Patent power
While the number of Indians reading foreign newspapers is limited, and those going beyond the headlines into the editorial columns an even smaller fraction, it’s interesting to see how bad news continues to get picked up very fast.
So, when The New York Times ran an editorial on January 18 lambasting India for tilting in favour of large pharmaceutical firms while formulating the new patents regime, it went around the email circuits rapidly and also found its way into newspaper columns in the country.
A former colleague had a large story extensively quoting from the editorial, even endorsing the view that when the ordinance has to be ratified, Parliament should change it since according to the NYT it “does not even take advantage of rights countries enjoy under the WTO to protect public health”.
My view is the NYT’s got it wrong since issues like low-priced drugs are effectively dealt with. For this column, however, let’s ignore the benefits of the ordinance in terms of what it will do to spur R&D since Indian firms will now be able to get their discoveries patented and therefore the benefits to Indian patients will be significant—do you know that there hasn’t been a new drug for diseases like TB for more than 25 years now and for over 40 in the case of malaria?
These are not diseases and therefore drugs that interest western pharmaceutical firms and so far Indian firms haven’t bothered to develop new cures either since there was no great money to be made out of them (thanks to the DPCO, which controlled prices for medicines) and in any case any new drug would be copied by others in the absence of patent protection.
The first issue NYT deals with is that while countries such as Malawi can get anti-AIDS copycat drugs from India which cut down the price of anti-retroviral therapy from $12,000 a year to around $140, this will not be allowed anymore since “getting a compulsory licence would be slow and difficult; each application would face a fight from multinational drug firms and the governments that do their bidding”.
Apart from the fact that it isn’t very nice, or correct, to be labelled a country which does the bidding of MNCs, under the Doha declaration, which dealt with issues of low-cost drugs, it is Malawi that needs to issue a “compulsory licence” which allows legal copying of an existing patented drug.
Clause 54 of The Patents (Amendment) Ordinance, 2004, says “compulsory licence shall be available for manufacture and export of patented pharmaceutical products to any country having insufficient or no manufacturing capacity in the pharmaceutical sector for the concerned product to address public health problems, provided compulsory licence has been granted by such country”.
What of us? How do we ensure new drugs are available at what we determine to be a reasonable price?
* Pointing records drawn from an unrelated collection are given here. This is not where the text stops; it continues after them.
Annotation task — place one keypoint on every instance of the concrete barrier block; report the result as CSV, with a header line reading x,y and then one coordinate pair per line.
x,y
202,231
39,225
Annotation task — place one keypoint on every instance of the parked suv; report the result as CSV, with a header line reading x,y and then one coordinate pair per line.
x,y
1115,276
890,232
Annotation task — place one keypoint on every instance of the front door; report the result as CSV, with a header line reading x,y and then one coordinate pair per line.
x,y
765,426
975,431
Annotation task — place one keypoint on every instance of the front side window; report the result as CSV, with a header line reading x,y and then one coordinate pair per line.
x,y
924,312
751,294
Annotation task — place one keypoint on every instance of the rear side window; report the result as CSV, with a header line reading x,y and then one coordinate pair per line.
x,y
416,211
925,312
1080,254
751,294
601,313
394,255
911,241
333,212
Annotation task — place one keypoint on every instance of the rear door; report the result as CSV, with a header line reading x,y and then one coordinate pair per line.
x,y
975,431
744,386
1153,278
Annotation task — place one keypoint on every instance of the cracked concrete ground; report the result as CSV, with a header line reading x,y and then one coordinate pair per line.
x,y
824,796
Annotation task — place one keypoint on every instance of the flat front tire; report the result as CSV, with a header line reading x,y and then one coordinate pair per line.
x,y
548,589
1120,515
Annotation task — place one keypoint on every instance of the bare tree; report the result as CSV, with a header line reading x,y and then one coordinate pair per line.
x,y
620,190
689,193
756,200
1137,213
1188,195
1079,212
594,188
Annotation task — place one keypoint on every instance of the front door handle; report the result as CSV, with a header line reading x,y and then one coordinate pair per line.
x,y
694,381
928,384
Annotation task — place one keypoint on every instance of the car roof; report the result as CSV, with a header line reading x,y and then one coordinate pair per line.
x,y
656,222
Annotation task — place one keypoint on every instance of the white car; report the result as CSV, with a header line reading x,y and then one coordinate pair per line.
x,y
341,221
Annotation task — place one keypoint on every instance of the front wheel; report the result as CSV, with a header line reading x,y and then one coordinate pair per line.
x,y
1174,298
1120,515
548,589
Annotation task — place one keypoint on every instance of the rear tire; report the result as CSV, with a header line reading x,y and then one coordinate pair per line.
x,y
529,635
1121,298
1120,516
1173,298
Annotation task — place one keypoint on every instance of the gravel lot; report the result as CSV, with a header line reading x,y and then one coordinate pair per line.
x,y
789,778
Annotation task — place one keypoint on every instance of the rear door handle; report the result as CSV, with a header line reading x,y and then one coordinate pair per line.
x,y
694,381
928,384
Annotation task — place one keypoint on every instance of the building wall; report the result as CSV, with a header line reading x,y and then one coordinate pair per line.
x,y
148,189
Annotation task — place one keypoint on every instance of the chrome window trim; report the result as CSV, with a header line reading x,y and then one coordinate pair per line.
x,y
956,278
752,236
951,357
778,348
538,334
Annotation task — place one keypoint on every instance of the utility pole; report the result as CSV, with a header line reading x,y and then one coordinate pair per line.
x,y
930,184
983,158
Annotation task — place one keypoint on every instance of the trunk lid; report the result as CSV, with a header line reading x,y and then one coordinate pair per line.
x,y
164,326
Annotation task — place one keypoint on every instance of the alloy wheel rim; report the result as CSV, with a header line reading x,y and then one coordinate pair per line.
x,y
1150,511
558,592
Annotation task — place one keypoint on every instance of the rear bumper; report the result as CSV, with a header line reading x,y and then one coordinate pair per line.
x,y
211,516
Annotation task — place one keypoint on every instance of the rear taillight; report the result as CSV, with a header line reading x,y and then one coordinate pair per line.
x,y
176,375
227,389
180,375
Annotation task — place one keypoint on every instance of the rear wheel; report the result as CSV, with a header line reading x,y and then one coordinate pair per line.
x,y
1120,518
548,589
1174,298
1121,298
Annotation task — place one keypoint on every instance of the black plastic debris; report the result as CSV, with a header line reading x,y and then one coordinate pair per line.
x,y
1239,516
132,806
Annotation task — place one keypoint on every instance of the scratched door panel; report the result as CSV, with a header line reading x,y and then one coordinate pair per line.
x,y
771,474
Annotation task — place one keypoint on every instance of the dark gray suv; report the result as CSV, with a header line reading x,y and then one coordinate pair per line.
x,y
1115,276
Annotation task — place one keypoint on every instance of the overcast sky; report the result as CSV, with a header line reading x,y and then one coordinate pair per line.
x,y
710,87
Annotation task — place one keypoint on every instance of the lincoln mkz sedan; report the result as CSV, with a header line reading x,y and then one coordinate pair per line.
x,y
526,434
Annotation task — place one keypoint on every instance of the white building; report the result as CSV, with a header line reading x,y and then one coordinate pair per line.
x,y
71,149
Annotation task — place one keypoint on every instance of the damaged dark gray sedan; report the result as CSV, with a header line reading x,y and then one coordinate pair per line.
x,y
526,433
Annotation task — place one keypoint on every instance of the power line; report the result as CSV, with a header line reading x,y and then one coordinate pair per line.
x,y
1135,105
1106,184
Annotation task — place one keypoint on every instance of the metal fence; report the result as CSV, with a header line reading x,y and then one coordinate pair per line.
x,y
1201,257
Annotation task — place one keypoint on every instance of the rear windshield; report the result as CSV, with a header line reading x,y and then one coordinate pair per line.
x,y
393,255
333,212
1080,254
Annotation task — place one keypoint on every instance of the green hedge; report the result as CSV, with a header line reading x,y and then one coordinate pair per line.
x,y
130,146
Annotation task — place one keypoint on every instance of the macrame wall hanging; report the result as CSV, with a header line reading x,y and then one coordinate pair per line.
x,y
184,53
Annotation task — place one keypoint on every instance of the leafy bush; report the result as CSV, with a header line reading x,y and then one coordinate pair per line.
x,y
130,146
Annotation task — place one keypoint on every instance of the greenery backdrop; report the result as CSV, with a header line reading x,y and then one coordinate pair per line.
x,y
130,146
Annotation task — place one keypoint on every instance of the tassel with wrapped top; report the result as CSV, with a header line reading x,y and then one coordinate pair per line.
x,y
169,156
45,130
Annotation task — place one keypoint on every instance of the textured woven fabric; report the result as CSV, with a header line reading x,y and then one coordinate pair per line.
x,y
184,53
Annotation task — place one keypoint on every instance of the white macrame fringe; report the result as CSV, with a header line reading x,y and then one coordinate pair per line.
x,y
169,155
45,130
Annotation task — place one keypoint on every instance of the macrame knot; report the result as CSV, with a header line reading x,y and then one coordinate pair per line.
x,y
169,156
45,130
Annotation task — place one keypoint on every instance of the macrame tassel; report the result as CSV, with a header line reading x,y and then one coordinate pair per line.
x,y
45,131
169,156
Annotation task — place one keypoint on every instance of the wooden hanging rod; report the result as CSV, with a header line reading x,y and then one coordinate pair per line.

The Patents (Amendment) Act, 2002, deals with this, and the 2004 ordinance leaves this unchanged.
One of the clauses dealing with this says compulsory licences will be triggered by various criteria as general as “the reasonable requirements of the public with respect to the patented invention have not been satisfied” or “the patented invention is not available to the public at a reasonably affordable price”.
The 2002 Act in fact may be overly generous on “compulsory licence” since it allows for this if even “a market for export of the patented article manufactured in India is not being supplied or developed”—in one case I was told of, a host of firms in India made grounds for a “compulsory licence” for producing Viagra for export to Virgin Islands arguing the patent holder was not supplying its wonder cure to this market!
Needless to say the Viagra export orders allegedly emanating from Virgin Islands were several hundred times higher than those required to service the needs of Virgin Islands’ residents over their lifetime.
There is then the issue of “evergreening” of patents the NYT talks of, or the policy to keep patents alive forever by finding new uses for existing drugs and then applying for a new patent (like Viagra being used for curing erectile dysfunction after it was discovered as a cure for heart problems), or by even by changing doses of the drug (such as a once-a-day ciprofloxacin dose with a controlled release mechanism as compared to a conventional twice-or-thrice daily drug).
The 2002 Act doesn’t allow this and says a patent will be granted only to a “new product or process involving an inventive step and (is) capable of industrial application”.
The reason this is hitting big pharma is that I’ve been given presentations by an MNC on how the concept of patents remains restrictive under the ordinance, and how Indian firms themselves are applying for dosage-change type patents in global markets.
Indeed, with all patent offices in the process of getting linked online and the patent examination process getting faster (with six times as many examiners today the entire mailbox of applications will be ready for publication within five months), the new regime’s already looking good—indeed, the timelines for examining patents and filing opposition to them have also been streamlined.
From the point of view of those, like myself, who felt India’s traditional knowledge base would get patented abroad (such as the limited exercise with neem), the good news is that the traditional knowledge base that CSIR chief Dr R A Mashelkar was asked to develop in the late 1990s already has 1.8 lakh records, of which 1.3 lakh have already been digitised.
So, the next time someone in the US tries to patent the use of adrak (ginger) and honey to cure a common cold, for instance, he’ll be told to go take a hike since it will be present in our database.
Postscript: I’m glad we’re reading foreign newspapers a lot more closely now, but let’s not take their word as the gospel.